Nora tinha crescido em cozinhas do Nebraska.

Sabia o que alimentava e o que podia adoecer uma pessoa.

Sabia que alguns frutos deviam ser deixados aos pássaros, e que nem os pássaros pareciam interessados naquele arbusto.

Mas havia três dias que o vento vinha limpando qualquer orgulho que ainda restasse nela.

Havia três dias que sua saia batia contra suas pernas, que seus lábios rachavam, que o casaco velho de Roy não fechava direito contra o frio da estrada.

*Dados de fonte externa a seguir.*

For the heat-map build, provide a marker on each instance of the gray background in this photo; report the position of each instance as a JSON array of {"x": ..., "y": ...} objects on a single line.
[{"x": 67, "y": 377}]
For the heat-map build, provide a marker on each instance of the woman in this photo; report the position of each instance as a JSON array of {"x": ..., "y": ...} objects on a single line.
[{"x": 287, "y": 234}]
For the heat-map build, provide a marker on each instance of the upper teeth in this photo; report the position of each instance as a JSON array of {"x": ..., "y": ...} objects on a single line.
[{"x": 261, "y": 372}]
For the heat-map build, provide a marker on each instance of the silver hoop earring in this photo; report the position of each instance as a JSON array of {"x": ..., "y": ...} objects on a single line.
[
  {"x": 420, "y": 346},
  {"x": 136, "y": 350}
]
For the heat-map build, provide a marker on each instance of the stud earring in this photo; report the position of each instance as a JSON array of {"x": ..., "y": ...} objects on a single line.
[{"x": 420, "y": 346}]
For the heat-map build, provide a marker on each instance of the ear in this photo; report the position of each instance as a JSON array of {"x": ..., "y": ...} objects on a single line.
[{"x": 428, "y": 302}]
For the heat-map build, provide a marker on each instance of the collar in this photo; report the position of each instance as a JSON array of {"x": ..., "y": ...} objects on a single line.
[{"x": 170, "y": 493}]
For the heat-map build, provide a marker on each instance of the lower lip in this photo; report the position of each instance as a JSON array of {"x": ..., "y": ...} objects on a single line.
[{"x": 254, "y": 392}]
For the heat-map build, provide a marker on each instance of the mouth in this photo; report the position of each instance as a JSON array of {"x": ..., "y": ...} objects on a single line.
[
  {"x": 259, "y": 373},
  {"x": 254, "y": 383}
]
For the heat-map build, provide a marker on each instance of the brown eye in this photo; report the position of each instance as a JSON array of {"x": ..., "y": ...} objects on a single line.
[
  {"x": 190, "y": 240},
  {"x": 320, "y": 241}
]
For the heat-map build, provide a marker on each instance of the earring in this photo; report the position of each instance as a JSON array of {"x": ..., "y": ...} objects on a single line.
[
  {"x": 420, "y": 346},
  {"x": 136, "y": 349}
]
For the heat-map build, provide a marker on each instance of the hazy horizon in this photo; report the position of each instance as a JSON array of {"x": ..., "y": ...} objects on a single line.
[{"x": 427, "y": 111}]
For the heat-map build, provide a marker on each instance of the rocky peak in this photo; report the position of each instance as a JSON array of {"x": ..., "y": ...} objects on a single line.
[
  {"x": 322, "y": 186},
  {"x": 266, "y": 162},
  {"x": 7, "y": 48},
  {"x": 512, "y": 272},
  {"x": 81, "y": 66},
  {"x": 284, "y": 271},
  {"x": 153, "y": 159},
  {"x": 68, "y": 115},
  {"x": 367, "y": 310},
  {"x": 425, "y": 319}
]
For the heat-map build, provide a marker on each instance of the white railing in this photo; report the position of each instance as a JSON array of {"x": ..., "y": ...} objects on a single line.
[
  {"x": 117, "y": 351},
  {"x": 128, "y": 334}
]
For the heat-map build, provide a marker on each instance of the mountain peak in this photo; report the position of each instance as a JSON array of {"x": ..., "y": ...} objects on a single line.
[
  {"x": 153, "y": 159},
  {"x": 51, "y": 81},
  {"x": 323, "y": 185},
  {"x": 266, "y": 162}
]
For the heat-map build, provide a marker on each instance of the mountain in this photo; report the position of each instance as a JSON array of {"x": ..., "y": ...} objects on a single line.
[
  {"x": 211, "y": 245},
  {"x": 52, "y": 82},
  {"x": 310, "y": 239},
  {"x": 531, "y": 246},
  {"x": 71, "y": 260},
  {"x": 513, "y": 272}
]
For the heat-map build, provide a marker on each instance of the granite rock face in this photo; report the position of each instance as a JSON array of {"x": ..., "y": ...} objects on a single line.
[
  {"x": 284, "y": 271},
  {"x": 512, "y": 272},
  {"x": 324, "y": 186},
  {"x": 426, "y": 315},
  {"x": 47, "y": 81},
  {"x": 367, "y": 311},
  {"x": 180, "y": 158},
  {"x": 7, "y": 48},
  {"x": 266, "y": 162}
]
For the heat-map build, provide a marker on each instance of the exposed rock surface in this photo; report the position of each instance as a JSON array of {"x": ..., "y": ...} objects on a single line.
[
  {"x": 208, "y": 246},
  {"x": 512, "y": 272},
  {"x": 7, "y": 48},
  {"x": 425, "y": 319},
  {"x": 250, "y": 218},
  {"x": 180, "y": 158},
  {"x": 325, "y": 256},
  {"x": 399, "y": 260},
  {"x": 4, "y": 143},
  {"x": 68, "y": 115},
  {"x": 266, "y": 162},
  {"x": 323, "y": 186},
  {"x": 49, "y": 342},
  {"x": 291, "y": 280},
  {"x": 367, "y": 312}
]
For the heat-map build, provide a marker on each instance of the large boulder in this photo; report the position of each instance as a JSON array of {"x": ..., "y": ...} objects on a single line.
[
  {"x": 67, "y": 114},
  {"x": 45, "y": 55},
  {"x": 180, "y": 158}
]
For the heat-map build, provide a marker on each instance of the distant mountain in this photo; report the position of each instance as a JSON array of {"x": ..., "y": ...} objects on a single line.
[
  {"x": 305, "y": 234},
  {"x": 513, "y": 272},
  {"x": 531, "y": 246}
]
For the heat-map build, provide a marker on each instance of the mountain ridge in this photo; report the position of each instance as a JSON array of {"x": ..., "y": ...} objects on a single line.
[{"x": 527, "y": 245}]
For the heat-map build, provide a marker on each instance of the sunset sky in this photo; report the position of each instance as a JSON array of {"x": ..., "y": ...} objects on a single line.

A fome tinha parado de doer naquela manhã.

Foi isso que a assustou.

Quando o corpo para de reclamar, uma mulher entende que ele já começou a desistir.

Então ela comeu.

A mala de tecido estava caída na poeira aos seus pés, pesada não por ter muita coisa dentro, mas por carregar quase tudo que restava da vida dela.

Na parte interna do corpete, havia cinco dólares e setenta centavos costurados com linha pequena e apertada.

No fundo da mala havia um pacote de sal, um pente, uma Bíblia, dois lenços limpos e uma lembrança dobrada de Roy que ela não tinha conseguido jogar fora.

O casaco dele estava em seus ombros.

Era largo demais.

As mangas quase cobriam suas mãos por completo.

Roy Pell tinha sido um homem de sorriso fácil e decisões ruins.

Carregava fretes, fazia amigos em qualquer balcão e era capaz de dar a alguém o último centavo que possuía, especialmente se aquele centavo já estivesse prometido a outra pessoa.

Não tinha sido cruel.

Essa era a parte que tornava o luto mais difícil de organizar.

A crueldade dá uma forma limpa para a raiva.

A fraqueza, não.

Roy morreu em abril depois de um acidente com uma carroça nos arredores de Morrow, no Wyoming.

Deixou para Nora uma carroça com o eixo rachado, uma mula que ela vendeu antes do verão, um quarto mobiliado sobre a loja de ferragens de Decker e uma dívida no armazém que parecia pequena quando Harlan Decker ainda falava com gentileza.

A gentileza durou até começar a custar.

Em agosto, o quarto foi embora.

Na terça-feira, Nora desceu as escadas da loja com a mala na mão.

A senhora Keene a viu do outro lado da rua e fingiu ajeitar a vitrine para não precisar cumprimentá-la.

Harlan Decker disse que não havia vergonha em pedir ajuda à família.

Nora não respondeu que não tinha família viva num raio de seis estados.

Também não disse que ele tinha escolhido uma palavra cruel demais para a hora errada.

Vergonha.

Como se ela tivesse perdido o quarto por capricho.

Como se uma viúva pudesse costurar moedas no corpete e ainda ser acusada de não ter tentado o bastante.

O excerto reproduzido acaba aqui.